Then the rosary. That’s where the stillpoint comes; heartbeat and breath are synchronized as the prayer deepens with each mystery contemplated; today is Thursday, so the Luminous Mysteries are all mine: The Baptism of Christ, the Wedding at Cana, the Exposition of the Kingdom of God (Christ’s ministry), the Transfiguration, the Institution of the Eucharist. Submerged as I am, I open my eyes and am greeted with the luminosity of the icons; bathed in candlelight, they are all aglow, images of those glorified, now alive in the place where there are no shadows.
The silence is so deep, it runs all through me, down into my very marrow; the buzz of the hive. It permeates the room. When I emerge from it, to continue, I notice the dog. She is silent and still, too. Her head rests upon her paws, and she watches.
Finally, morning prayer: “Oh Lord, come to my assistance; O God, make haste to help me.” Glory to the Father, and to the Son… three more psalms and antiphons, the lesson:
Creation was made subject to futility, not of its own accord, but by him who once subjected it; yet not without hope, because the world itself will be freed from its slavery to corruption and share in the glorious freedom of the children of God.
The canticle: Blessed be the Lord, the God of Israel. He has come to his people and set them free. He has raised up for us a savior, born of the House of his servant David…
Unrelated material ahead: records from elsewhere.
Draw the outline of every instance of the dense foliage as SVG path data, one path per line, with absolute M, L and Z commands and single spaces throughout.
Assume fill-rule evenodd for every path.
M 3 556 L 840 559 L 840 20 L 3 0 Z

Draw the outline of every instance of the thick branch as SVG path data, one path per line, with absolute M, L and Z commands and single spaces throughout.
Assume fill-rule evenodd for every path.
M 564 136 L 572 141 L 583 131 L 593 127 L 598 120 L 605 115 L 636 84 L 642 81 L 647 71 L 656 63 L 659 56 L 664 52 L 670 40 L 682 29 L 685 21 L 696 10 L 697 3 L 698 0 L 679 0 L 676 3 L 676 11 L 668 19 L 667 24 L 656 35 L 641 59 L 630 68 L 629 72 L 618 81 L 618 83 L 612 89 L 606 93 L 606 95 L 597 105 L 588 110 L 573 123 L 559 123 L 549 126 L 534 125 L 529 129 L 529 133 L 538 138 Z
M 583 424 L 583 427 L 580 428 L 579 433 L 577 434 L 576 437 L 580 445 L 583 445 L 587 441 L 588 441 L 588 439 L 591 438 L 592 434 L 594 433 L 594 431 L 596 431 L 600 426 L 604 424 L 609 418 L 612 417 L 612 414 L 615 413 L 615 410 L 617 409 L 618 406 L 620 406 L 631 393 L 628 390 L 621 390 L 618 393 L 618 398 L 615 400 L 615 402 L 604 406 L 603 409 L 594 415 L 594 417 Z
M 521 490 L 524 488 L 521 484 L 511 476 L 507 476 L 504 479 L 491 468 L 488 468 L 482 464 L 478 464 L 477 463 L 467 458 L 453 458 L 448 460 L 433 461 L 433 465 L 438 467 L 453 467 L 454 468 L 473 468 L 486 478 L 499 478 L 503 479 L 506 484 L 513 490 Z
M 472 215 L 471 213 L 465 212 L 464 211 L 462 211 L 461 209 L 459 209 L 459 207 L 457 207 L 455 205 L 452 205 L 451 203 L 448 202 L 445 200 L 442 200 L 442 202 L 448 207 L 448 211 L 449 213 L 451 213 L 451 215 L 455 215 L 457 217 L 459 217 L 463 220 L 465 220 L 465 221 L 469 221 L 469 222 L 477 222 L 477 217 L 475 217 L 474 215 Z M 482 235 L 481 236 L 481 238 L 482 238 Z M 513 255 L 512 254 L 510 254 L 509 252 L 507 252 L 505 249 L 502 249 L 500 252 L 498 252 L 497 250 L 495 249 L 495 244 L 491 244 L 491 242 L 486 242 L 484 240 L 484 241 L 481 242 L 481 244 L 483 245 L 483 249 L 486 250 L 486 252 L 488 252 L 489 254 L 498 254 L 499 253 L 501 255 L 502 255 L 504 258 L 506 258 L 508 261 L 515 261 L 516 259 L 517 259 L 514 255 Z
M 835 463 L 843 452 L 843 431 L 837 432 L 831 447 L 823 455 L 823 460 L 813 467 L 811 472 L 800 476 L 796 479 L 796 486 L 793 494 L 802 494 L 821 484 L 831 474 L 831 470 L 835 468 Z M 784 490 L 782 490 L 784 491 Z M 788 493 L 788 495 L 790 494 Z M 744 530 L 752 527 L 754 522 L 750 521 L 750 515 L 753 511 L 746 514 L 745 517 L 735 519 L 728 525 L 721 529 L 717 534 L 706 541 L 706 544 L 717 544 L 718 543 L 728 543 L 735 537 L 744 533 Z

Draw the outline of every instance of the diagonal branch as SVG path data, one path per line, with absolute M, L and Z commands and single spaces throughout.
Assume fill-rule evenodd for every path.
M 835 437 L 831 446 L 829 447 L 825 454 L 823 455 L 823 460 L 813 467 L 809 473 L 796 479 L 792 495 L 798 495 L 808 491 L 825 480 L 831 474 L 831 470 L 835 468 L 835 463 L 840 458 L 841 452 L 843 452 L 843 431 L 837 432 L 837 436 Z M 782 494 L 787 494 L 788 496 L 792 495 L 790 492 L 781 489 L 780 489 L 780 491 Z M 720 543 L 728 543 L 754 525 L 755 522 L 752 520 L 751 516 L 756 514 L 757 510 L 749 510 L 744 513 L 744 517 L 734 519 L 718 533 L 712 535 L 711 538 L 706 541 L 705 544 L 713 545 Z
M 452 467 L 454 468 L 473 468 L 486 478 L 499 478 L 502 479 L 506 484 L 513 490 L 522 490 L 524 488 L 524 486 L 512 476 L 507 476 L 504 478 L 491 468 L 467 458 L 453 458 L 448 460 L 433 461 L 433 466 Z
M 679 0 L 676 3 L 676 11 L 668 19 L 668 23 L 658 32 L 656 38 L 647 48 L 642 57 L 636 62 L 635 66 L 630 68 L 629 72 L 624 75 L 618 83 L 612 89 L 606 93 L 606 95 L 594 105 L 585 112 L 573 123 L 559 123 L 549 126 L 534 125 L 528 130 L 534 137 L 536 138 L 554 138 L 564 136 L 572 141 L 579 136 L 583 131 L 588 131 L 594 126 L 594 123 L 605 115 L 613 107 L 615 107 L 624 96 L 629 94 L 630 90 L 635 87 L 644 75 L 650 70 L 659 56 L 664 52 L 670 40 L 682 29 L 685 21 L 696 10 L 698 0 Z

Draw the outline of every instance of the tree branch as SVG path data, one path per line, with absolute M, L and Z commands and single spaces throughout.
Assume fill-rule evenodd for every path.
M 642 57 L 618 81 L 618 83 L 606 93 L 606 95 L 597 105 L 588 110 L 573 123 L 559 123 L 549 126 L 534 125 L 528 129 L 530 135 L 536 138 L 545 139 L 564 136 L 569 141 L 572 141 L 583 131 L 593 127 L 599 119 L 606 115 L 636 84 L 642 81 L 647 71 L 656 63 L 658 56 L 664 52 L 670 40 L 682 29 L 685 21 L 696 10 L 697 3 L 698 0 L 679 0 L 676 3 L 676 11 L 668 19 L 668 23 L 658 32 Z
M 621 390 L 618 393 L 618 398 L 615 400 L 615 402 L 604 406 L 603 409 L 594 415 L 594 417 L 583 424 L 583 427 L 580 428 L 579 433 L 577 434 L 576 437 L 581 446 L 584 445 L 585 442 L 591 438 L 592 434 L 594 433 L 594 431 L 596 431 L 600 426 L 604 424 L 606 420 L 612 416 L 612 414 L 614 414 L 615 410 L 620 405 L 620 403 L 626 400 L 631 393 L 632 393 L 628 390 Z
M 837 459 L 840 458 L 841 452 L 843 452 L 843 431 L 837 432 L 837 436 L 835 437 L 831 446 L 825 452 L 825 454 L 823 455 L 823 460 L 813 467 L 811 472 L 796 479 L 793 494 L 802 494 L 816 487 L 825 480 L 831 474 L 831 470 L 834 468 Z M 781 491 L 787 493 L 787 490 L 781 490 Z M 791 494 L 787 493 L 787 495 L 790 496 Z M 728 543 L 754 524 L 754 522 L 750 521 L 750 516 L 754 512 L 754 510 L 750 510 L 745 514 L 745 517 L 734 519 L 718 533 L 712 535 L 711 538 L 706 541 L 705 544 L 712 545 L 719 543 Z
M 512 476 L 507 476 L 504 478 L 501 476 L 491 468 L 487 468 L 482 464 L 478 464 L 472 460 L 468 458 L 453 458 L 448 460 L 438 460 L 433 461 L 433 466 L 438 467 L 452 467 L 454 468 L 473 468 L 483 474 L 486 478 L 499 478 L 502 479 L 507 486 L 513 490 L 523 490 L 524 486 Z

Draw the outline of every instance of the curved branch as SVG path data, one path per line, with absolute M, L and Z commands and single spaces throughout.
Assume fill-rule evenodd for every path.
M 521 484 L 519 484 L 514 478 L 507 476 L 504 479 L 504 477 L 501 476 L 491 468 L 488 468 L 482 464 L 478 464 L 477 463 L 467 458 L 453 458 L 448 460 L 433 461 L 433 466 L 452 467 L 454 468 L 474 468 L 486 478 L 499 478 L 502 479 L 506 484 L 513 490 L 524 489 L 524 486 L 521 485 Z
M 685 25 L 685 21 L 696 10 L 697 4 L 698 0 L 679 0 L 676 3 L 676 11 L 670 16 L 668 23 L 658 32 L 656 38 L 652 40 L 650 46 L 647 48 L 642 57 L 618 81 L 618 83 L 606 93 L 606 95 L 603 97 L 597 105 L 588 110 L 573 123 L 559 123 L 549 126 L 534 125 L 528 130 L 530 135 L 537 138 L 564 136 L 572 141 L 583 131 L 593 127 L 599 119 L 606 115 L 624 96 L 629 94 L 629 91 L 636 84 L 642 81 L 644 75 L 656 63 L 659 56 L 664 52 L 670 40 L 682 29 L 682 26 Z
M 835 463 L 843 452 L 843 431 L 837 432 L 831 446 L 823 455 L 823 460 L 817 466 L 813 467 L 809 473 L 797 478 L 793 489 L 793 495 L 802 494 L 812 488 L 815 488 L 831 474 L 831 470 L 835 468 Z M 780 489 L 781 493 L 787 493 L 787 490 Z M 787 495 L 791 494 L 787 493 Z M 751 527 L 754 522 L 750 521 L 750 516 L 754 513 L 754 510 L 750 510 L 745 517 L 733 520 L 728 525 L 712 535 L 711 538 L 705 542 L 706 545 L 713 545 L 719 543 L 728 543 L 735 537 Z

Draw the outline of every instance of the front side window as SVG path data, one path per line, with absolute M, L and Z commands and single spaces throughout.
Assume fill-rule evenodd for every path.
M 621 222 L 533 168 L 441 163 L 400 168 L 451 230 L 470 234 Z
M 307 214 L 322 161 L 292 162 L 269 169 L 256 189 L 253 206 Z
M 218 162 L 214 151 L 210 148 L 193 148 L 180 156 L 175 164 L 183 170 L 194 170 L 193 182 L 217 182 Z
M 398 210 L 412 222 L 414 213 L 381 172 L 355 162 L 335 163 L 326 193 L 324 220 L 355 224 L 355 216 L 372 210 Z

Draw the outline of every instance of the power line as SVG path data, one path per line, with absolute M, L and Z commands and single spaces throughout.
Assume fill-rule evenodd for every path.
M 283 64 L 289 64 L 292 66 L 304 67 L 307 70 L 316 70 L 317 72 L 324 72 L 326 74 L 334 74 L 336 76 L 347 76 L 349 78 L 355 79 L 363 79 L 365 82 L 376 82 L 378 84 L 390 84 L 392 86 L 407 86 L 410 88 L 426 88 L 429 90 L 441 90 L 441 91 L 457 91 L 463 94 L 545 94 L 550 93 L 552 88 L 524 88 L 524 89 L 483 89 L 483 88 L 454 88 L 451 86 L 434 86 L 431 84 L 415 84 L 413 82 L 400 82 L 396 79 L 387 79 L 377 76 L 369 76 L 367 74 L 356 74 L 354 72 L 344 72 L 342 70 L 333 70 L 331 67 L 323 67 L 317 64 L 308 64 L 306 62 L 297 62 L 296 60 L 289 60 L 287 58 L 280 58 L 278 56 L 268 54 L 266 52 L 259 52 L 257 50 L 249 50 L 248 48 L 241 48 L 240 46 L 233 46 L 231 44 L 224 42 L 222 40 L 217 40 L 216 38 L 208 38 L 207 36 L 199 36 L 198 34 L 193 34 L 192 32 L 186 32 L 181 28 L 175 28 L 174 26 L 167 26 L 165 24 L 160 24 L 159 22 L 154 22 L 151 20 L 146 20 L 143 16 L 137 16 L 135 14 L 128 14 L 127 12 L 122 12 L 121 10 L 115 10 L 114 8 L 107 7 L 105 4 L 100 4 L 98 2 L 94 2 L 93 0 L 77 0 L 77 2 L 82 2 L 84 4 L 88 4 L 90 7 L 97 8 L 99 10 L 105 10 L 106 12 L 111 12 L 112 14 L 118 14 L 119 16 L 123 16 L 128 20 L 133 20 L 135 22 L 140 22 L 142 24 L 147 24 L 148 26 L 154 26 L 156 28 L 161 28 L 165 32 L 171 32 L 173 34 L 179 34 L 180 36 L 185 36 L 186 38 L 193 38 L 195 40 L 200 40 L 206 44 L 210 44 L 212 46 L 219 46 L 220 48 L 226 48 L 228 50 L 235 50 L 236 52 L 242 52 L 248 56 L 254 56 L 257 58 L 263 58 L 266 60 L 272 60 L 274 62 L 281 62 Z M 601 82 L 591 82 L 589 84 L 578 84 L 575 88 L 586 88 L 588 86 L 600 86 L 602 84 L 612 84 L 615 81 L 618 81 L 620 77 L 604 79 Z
It is all of a piece. Blessed be the Lord, the God with whom we struggle, for whom we struggle, who knows all of our struggles, and who has show us His Way.
Intercessory prayer. The Lord’s prayer. A closing prayer, and then: “May God bless us, protect us from all evil and bring us to everlasting life.”
A bit more silence and the prayer ends. The headcovering is removed, the candles extinguished, unless they are near the end, in which case I let them burn out. One more bow, and then to coffee, blessed coffee.
Well. It’s a bare-living, but it is my bare-living, and my privilege, too; it is so much better to write than to, for instance, deal with office politics. I am blessed to be able to do this; it is a gift for which I am truly grateful, just as I am grateful (and amazed) that I can drop these puny pearls and some of you will actually read them, and occasionally find something useful, too, if the Holy Spirit wills it.
So, I will try to do it better. I will try not to blaspheme the Name with my robust Irishness, or my flinty temper. On my honor, I will do my best…to try to remember that so much of what we see is illusory -including the divisions- and that we are all in this together, and quite outside of time.